Kepala BGN Sudaryono menjelaskan bahwa penyediaan dapur MBG di wilayah rentan tersebut dilakukan melalui skema aktivasi dapur yang sudah ada serta pembangunan fasilitas baru. Saat ini, BGN sedang menyelaraskan data sebaran stunting bersama Kementerian Kesehatan.
"Hari-hari dan minggu ke depan ini kita fokus bagaimana pengaktivasi atau mengaktifkan dapur-dapur yang berada di wilayah, yang kondisi stuntingnya tinggi dan tinggi sekali. Kalau belum ada dapur kita kalau perlu, kita khusus untuk membuat dapur di tempat-tempat itu," ungkap Sudaryono.
Meskipun penghitungan total penerima manfaat dan jumlah wilayah masih berjalan, beberapa daerah prioritas telah teridentifikasi, seperti Kabupaten Dogiyai, Nduga, hingga wilayah Papua Pegunungan.

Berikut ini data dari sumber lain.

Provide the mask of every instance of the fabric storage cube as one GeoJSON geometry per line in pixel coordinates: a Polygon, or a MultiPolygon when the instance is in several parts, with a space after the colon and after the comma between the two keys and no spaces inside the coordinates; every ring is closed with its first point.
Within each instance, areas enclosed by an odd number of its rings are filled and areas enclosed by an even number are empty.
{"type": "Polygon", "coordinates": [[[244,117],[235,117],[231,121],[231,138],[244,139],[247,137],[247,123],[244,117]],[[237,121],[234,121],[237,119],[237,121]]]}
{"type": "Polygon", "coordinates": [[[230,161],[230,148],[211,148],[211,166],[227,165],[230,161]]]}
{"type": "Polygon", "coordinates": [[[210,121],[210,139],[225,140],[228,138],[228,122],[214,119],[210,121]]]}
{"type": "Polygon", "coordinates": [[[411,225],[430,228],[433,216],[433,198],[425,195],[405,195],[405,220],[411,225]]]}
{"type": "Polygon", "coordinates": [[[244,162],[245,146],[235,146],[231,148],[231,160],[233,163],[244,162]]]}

"Berdasarkan dari peta yang kemudian diberikan oleh Pak Menkes tadi, ya, ada kabupaten/kota yang stuntingnya tinggi dan tinggi sekali, itu kemudian kami overlay dengan data kami, dapur yang apakah di situ ada dapur, kalau sudah ada maka kita segera aktivasi," pungkas Sudaryono.